In just a couple of weeks, Layla Flaherty has made me a believer of whatever she's preaching by carrying herself with dignity, grace and class. Take the other night for instance. Most whores would spend their night getting so fucked up on the sweet nectar that they'd suck off anything, make an ass out of themselves in the middle of a Subway and eventually pass the hell out on a street barrier before getting carried to their car (like all of us!). But not Layla. Layla spent her night cleansing that dirty, slutty city with her vat of holy water mouth. Layla baptized the head of a lip gloss peen! Layla baptized the wrapper around a foot long (I bet that foot long was so pissed it was wearing a paper condom)! Layla baptized a Sprite bottle! Layla baptized the glass door of a Subway that probably has already been baptized by the piss splatters of a hobo! Layla baptized a dress bow! And after all that baptizing, Layla grew so exhausted from all her charitable deeds that she passed out and had to be carried back to her church by one of her disciples.
If this isn't proof that Layla is the second cumming coming, then I don't know what is.

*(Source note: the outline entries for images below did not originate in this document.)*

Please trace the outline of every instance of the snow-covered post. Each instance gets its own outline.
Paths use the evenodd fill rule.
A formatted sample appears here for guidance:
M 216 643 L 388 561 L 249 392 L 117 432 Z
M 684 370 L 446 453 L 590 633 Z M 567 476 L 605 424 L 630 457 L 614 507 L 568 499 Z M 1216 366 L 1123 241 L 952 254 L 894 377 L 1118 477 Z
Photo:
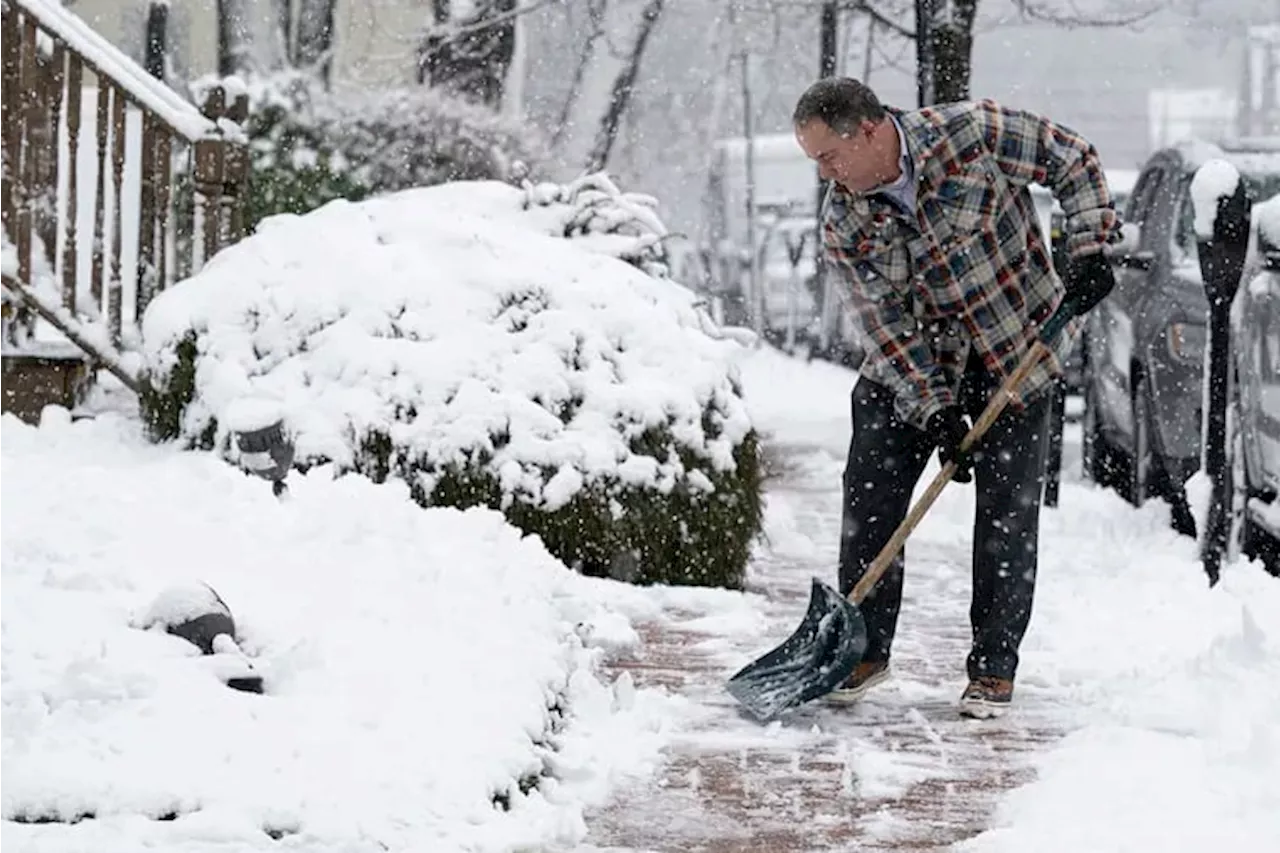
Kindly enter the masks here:
M 1201 558 L 1210 585 L 1213 585 L 1219 580 L 1230 529 L 1228 514 L 1231 506 L 1231 484 L 1226 462 L 1230 315 L 1248 251 L 1252 200 L 1240 181 L 1240 173 L 1225 160 L 1210 160 L 1197 169 L 1190 191 L 1201 275 L 1208 297 L 1202 462 L 1212 483 L 1212 492 L 1202 532 Z
M 248 119 L 248 92 L 238 78 L 227 78 L 205 92 L 201 113 L 218 126 L 218 132 L 197 140 L 193 146 L 196 233 L 192 234 L 192 272 L 244 236 L 248 149 L 242 128 Z
M 751 115 L 751 54 L 742 51 L 742 143 L 746 146 L 746 252 L 750 282 L 751 330 L 764 337 L 764 287 L 760 282 L 760 260 L 755 245 L 755 126 Z
M 151 0 L 147 8 L 147 73 L 164 81 L 169 58 L 169 0 Z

This is funny! Why would anyone want it to be a tampon string! But I’m pretty sure it is not a tampon string, considering the position and length you can just tell it's either hem stitch from the tulle, or one of the under slips, but not a tampon string. I hope the author makes it clear by the next post. microsofthelpchat.com
I am doing a report on this subject. Your article is full of really useful information. I will make sure to come back to check out your posts for my next report.almost skateboards
The fad is any form of behavior that develops among a large population and is collectively followed with enthusiasm for some period, generally as a result of the behavior's being perceived as novel in some way. A fad is said to catch on when the number of people adopting it begins to increase rapidly. The behavior will normally fade quickly once the perception of novelty is gone. Thanks.
Regards,
seamless panties
wow, most excellent photoshopping job. i'll sign that petition anyday!
www.hangryhippo.com: Where hunger, anger, media consumption, and satire meet for a snack
Submitted by MrrKat on Mon, 01/23/2012 - 5:35pm.
LMFAOOOO@ this "tampongate" investigation. Lawd it is too early for this !
She is giving Katie Price a run for her money...and that is quite an achievement.
Submitted by MrrKat
Those of you old enough to remember BELTED maxi-pads will recall how the blood ends up in the damnedest places on the pad, FAR away from the vaginal entrance. You're all, "How the hell did I bleed ALL the way at the front of the pad? My cooch is back HERE!"
Cannot stop laughing. This is so fucking true! I love conversation flow at DListed.
She's like this generation's Grace Kelly. Pure elegance. Plus a bonus 'pon string hanging out of her snapper for all to see.
Just me or the copper look like the dude from little britain??
and yes. tampon string. lulz
*books trip to London*
I wanna learn the ropes!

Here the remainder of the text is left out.